A comienzos de agosto, inmediatamente después que el Presidente del Brasil realizara un visita de trabajo a Chile, el Presidente argentino, Javier Milei, viajó a Santiago para participar en una actividad privada en la cual, no obstante, hizo declaraciones relativas a nuestro país y a la relación bilateral.

Además de que en amplios sectores la visita del señor Milei dejó favorables sensaciones, su presencia se entendió como una propuesta pragmática para reforzar la integración física y comercial.
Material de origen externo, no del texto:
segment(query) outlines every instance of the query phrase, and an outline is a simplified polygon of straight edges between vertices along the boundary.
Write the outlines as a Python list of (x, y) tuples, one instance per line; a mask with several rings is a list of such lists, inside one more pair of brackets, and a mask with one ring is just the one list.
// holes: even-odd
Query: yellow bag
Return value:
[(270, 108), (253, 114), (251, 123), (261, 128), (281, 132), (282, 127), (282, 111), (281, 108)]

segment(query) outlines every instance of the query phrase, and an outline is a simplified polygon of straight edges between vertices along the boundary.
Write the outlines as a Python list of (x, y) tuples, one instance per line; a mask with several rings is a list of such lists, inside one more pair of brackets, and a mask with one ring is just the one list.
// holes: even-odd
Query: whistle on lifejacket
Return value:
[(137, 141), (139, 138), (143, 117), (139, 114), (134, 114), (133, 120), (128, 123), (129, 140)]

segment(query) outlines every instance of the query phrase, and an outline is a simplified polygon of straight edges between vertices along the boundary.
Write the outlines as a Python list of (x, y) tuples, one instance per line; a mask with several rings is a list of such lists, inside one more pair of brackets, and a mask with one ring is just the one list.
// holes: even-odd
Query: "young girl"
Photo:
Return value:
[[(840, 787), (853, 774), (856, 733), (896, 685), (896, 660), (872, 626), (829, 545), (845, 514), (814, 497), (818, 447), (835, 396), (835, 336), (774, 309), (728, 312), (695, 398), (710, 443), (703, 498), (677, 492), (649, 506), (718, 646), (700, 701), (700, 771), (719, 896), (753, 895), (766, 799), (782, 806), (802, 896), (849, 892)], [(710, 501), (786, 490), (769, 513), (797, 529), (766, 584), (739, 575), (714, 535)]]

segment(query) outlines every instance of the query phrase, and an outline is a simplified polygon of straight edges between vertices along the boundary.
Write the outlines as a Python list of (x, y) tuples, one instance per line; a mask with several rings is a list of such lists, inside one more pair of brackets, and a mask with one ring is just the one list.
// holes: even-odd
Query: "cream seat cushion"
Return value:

En lo sustantivo, se trata de un propósito semejante al que trajo a Chile a su colega brasilero.

Desde un punto de vista geopolítico muy estricto, se podría pensar que la potencial consolidación del Brasil en los puertos de Chile (para situarse como actor de la economía del Pacífico) preocupa a Argentina.

Según cifras de la OMC, en 2021 Brasil exportó más de 121 mil millones de dólares al Asia-Pacífico (casi el 44% del total de sus exportaciones), 87 mil de los cuales fueron a China. El 90% de esas exportaciones correspondió a materias primas. Según el mismo organismo internacional, en 2021 Argentina exportó casi 17 mil millones de dólares a la Cuenca del Pacífico (el 22% del total de sus exportaciones), 6 mil de ellos fueron al mercado chino.

Mientras en el período postpandemia dicho comercio continuó creciendo, con él creció la importancia estratégica de los puertos chilenos para el desarrollo de ambas economías del Atlántico.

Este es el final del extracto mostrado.